Is changing majors an option?
Juun: It’s looked down on. And that’s something I think needs to change, even if you reach thirty or fourty years old you’re not too old to find a new path.
Alright, you had an idea but how did you make it happen?
Juun: I don’t have experience in this, but I have many friends in the fashion field now who gave me guidance and support. I have friends who run their own brands, do modeling and do photography. Without them I wouldn’t have been able to start Adulescent.
They’ve helped in promoting too right? These days it seems to be less about the design and more about who is pushing the brand.
Juun: Yeah, sure my friends help in spreading the word, but having celebrities blindly endorse something just for sales, that’s something we don’t like. In Korea celebrity endorsement is the key for making sales. It happens outside of Korea too though, I mean Kanye West pushed Vetements alot and now that brand is huge, but then again the lead designer is famous so I guess that’s reasonable (laughs). On a related note, I think that paying fashion bloggers to post photos of themselves wearing our brand is the same process as staging a candid street photo. It’s phony.
So your ideal scenario is for Adulescent to grow organically?
Juun: Exactly, but truthfully if we don’t use the process of paying people to endorse the brand for example, it’s really hard to grow. We should find a balance but we are really stubborn (laughs). We are still thinking about how to go about it...
There’s a lot of streetwear brands popping up these days...
Juun: That’s why we have a strict brand identity. These days it’s not just about the nice design or who is pushing it but about the brand identity. The message is now really important, that’s what really attracts people.
True, I think people are looking for fashion brands to identify with, brands with a message that they can trust and respect. Are you trying to build a community?

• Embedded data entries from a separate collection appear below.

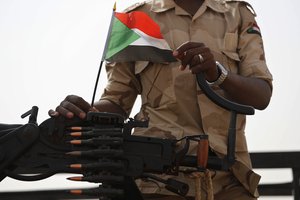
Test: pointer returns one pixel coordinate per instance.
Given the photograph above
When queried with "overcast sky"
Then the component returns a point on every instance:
(52, 48)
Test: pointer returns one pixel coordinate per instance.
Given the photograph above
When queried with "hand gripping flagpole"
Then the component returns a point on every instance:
(104, 54)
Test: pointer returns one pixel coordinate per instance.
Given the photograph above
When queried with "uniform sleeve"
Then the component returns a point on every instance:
(250, 47)
(123, 86)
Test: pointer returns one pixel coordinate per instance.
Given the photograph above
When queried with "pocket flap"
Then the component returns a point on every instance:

Juun: Yeah, actually many people in Korea have the dont grow up mindset too, but they might feel too restricted by the environment to express it, so we want to support them and not just be a brand, but also be their friend. We also have a video interview series with people who are pursuing their own unique path. We’ve featured DJ’s, painters, models, and photographers who really identified with the brand's message.
After graduation will you be getting that company job?
Juun: I’m a junior in college right now and I have a year left, but I’m going to take another semester off and focus on Adulescent full-time. It’d be cool to also have a physical community space for like minded people to gather and host events.
That’s really admirable. Let me know when it opens up!
One last thing. Recently I spoke to a hair designer who told me that 5 years ago her blonde hair was very out of the ordinary and she’d get strange looks for it. Now I’m also seeing more and more youth in Korea with tattoos or piercings too. Any comment on what any of this means?
Juun: Hm, well I think those things are more visible nowadays in the cities because it’s become a bit of a fashion fad. Though as a result there’s growing communities around those sorts of things, but it’s still considered strange in mainstream society to have odd colored hair or tattoos and piercings. I do think it’s a good start to have communities that accept those things, because it makes young people not as afraid to be themselves.